Access to tools (Chapter 4) is necessary but not sufficient. An agent needs a Brain—a loop that directs when to use tools and how to combine them to solve complex goals.

The ReAct Pattern

Reasoning + Acting. This is the baseline architecture for modern agents.

Instead of just acting:

Action: search(query)

The agent is forced to think first:

Thought: "The user wants to know the age of the President. First I need to find out who the President is, then find their age." Action: search("current US President") Observation: "Joe Biden" Thought: "Now I search for his age." Action: search("Joe Biden age")

This inner monologue grounds the model and prevents impulsive hallucination.

Plan-and-Solve (Chain of Thought on Steroids)

For multi-step tasks, ReAct can sometimes get "lost in the weeds" of immediate steps and lose sight of the overall goal.

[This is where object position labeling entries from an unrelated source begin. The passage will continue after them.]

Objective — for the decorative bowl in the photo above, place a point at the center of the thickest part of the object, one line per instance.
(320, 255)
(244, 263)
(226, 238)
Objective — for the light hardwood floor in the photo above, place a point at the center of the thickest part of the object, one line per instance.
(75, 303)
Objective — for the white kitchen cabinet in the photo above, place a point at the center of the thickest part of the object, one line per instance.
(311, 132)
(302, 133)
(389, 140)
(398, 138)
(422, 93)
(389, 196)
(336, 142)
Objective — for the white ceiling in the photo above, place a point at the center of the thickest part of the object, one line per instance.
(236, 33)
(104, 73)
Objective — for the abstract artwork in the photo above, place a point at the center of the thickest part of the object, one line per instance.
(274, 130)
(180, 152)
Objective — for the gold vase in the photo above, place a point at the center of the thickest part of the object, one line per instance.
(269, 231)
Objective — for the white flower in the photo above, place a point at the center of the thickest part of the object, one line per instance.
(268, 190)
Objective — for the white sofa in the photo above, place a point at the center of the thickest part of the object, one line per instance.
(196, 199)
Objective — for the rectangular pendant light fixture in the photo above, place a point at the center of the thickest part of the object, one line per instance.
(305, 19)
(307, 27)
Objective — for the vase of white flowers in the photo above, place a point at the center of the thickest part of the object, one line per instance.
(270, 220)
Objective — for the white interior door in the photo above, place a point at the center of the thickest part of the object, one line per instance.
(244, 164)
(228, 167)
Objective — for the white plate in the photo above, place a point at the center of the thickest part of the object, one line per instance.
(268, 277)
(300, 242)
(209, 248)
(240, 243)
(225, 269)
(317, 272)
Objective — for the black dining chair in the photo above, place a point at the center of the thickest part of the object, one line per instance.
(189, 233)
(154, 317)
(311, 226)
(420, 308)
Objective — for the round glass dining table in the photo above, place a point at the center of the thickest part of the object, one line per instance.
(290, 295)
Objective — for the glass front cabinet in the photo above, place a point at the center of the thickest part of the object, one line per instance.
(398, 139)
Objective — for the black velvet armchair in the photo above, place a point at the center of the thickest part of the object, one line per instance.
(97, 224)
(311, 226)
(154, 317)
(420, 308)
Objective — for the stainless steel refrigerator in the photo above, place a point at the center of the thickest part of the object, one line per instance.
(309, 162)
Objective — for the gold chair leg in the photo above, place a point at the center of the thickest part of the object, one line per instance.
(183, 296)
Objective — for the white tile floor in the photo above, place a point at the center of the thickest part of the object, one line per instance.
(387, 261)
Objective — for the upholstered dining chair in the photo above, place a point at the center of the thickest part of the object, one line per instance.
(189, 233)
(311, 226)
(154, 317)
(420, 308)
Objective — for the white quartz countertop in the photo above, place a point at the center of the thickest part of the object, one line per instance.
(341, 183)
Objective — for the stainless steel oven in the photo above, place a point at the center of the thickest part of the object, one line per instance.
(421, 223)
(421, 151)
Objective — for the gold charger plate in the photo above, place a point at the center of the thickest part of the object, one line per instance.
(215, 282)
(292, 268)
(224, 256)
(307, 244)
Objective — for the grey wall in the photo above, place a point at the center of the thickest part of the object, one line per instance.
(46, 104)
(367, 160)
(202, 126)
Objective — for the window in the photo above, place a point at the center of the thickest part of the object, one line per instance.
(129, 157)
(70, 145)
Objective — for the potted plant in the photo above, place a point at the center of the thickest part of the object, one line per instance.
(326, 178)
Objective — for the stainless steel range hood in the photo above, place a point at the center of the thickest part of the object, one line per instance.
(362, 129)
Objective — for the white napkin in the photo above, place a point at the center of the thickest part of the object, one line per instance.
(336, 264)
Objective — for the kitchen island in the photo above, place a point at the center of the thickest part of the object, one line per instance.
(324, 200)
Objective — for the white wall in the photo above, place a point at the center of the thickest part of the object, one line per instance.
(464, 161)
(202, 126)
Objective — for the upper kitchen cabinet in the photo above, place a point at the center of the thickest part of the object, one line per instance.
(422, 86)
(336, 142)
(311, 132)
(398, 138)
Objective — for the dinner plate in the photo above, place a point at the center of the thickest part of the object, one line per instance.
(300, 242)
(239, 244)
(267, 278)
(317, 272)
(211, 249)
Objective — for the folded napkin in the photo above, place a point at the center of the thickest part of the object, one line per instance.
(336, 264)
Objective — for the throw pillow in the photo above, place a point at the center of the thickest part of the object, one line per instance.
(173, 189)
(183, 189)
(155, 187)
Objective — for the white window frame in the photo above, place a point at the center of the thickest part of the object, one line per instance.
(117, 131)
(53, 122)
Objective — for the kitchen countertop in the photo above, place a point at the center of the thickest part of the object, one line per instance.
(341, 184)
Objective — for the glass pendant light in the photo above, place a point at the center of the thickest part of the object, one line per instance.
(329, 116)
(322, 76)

Plan-and-Solve creates an explicit plan before execution starts.

Planner: "Break this goal down into steps."
- Step 1: Fetch data X.
- Step 2: Analyze data Y.
- Step 3: Generate report.
Executor: Executes Step 1.
Executor: Executes Step 2...

This separation of concerns (Planning vs. Execution) improves reliability on long-horizon tasks.

Self-Correction & Reflection

Models make mistakes. A robust agent includes a feedback loop to catch them.

Reflection Pattern:

Agent produces an output (code, plan, answer).
Reflector (Prompts as "Critic"): "Review the above output for errors, logical fallacies, or security issues."
Agent receives the critique and regenerates the output.

// The Reflection Loop
let draft = await generateCode(prompt);
let critique = await critiqueCode(draft);
 
if (critique.hasErrors) {
  draft = await fixCode(draft, critique.feedback);
}
return draft;

This is remarkably effective for code generation, where the "Critic" can even include the output of a real compiler or linter.

Infinite Loops & Stopping Conditions

Automated planning loops are dangerous. They can get stuck in infinite retries ("I failed, let me try again exactly the same way").

Safety Guards:

Max Steps: Hard limit (e.g., 10 steps). If not solved, abort.
Breadth Heuristic: If the agent tries the same tool with the exact same arguments twice, force a stop or a Strategy change.
Human Interrupt: Always allow the user to see the plan and say "Stop" or "Edit Plan" before execution continues.

Summary

ReAct interweaves thinking and acting for dynamic problem solving.
Plan-and-Solve helps maintain focus on long tasks.
Reflection loops allow the agent to fix its own mistakes before the user sees them.

These loops are the "cognitive architecture" of your agent.